Mahiravana is a 1940 Indian Telugu-language film directed by Chitrapu Narayana Rao and produced by Ghantasala Balaramayya under the banner of Kubera Films. Veteran actor Vemuri Gaggayya played Ahiravan.

Mairavana turned out to be big hit because of its technical values. The directorial involvement with trick photography (Govindrao Bhadsavle) and opulent sets (T. V. S. Sarma) supported by the make-up (Mangayya) have contributed greatly to its success.

==Plot==
The film is based on the story of Mahiravana, who ruled the lower world, Pathala. During the Ramayana, Ravana kept Sita in captivity. The war ensued with the involvement of Vanaras.

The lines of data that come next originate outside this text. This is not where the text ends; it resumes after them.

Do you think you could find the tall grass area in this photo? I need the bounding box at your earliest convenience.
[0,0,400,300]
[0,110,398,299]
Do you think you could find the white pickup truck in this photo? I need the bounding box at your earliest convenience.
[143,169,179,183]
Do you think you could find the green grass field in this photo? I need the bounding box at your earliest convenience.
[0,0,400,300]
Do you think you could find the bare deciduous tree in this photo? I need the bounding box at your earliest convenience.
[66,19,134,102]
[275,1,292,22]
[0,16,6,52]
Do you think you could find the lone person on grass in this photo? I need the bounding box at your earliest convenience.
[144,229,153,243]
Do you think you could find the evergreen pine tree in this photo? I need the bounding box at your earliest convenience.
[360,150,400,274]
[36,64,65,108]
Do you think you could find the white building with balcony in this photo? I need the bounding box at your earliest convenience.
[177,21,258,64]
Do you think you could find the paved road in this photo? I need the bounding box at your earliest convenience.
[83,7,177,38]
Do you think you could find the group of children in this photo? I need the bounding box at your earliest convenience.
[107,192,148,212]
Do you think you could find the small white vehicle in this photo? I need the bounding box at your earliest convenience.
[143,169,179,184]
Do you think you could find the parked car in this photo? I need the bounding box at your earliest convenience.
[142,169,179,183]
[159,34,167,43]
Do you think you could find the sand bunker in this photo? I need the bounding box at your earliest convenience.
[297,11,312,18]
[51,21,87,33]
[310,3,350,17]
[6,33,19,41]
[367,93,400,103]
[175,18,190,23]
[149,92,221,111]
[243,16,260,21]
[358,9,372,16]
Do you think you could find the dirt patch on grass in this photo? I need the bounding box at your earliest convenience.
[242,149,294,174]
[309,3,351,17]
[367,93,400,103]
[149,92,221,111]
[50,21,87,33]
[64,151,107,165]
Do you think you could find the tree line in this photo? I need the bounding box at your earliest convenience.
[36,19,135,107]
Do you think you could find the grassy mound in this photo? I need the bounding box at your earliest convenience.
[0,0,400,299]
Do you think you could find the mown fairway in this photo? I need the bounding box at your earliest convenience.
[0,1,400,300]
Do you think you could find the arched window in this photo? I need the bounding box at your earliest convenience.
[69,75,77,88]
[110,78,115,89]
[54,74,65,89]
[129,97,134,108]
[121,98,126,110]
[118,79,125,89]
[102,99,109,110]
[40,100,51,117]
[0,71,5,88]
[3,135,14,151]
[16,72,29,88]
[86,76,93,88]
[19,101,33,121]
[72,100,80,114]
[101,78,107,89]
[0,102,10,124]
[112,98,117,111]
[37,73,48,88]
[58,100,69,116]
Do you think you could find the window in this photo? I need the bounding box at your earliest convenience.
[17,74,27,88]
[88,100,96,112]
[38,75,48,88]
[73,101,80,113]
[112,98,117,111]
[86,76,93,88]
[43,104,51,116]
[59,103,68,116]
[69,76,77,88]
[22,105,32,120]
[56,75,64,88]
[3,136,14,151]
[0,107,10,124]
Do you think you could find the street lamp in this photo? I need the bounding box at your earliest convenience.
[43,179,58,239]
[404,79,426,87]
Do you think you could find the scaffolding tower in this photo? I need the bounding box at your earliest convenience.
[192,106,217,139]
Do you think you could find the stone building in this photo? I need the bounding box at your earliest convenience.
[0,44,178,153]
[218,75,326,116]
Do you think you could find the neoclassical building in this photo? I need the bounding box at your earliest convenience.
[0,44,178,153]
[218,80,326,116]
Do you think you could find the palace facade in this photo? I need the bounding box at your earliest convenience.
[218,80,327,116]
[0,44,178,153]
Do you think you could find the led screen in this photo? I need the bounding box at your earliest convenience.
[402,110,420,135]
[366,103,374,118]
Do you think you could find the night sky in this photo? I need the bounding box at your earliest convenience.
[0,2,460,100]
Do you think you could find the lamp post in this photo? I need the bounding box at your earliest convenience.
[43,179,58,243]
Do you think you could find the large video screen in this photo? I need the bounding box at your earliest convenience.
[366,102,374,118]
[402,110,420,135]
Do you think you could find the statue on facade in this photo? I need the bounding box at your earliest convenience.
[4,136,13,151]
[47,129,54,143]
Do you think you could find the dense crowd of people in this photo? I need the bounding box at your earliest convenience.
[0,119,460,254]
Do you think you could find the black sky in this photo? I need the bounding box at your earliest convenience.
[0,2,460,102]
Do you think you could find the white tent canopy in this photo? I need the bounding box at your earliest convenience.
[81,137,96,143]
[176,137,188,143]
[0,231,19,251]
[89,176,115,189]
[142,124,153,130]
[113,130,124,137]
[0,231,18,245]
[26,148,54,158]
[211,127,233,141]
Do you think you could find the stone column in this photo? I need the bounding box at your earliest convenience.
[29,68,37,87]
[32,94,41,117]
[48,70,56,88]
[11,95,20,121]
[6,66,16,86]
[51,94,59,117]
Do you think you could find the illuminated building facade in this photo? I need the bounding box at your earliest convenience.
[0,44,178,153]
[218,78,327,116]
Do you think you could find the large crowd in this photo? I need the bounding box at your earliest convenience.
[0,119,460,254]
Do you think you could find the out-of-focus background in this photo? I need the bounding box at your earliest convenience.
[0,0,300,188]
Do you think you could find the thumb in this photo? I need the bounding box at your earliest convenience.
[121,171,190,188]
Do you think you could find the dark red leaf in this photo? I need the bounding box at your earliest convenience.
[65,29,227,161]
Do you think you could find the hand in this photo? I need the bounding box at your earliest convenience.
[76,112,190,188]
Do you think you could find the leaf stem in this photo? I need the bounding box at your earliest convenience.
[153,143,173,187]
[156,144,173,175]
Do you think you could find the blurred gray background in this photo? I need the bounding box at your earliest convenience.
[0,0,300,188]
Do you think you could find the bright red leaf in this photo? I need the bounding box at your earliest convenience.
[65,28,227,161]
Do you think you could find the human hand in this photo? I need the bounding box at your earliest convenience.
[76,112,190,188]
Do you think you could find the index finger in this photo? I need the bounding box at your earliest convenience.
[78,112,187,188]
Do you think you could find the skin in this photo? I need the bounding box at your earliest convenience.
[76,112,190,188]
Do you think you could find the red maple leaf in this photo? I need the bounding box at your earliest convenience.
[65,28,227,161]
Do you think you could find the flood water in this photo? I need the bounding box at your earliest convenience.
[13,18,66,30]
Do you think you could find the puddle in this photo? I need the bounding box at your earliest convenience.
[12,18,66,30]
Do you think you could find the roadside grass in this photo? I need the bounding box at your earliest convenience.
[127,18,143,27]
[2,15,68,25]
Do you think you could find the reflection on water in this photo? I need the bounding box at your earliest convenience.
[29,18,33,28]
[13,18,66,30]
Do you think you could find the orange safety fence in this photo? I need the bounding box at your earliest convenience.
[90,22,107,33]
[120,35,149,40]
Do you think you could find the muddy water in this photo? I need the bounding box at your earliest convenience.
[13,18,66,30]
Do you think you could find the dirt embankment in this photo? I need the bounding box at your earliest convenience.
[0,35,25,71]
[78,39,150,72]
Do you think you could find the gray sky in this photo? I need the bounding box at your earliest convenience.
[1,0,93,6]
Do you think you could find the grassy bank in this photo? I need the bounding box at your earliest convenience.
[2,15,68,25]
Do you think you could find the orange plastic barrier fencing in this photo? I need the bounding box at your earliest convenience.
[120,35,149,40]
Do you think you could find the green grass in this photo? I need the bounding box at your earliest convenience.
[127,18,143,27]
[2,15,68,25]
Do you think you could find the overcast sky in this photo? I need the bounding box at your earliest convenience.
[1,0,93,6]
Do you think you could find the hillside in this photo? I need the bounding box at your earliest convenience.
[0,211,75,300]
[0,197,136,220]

Ravana's wife, Mandodari, plead to him to release Sita. She also warned him not to form an enmity with Lord Rama. Ravana refused to heed her advice and sought the help of Mahiravana to kill Lord Rama and Lakshmana. Anjaneya built a fortress using his tail to safeguard them. But Mahiravana, using his mystical powers, brought them to the Pathala Loka. The Pathala Queen, Devi Bandini, was a devotee of Lord Rama and wished to marry him. Rama killed Mahiravana with her help and promised to marry her in the future generations.

==Cast==
- Vemuri Gaggayya as Ahiravan
- Kanchanamala as Chandrasena
- Rami Reddy
- Rayaprolu Subrahmanyam as Ravana
- T. Ramakrishna Sastry as Lord Rama
- Y. R. Suri as Anjaneya
- G. Seshachalam as Lakshmana
- K. Subrahmanya Kumari
- Nellore Krishnaiah as Matsyavallabha

==1964 film==
The film was remade in 1964 by B. A. Subba Rao. It starred Kanta Rao as Rama, Relangi as Anjaneya, Sobhan Babu as Lakshmana, Dhoolipala as Mairavana and Krishna Kumari as Chandrasena. S. Rajeswara Rao gave the music.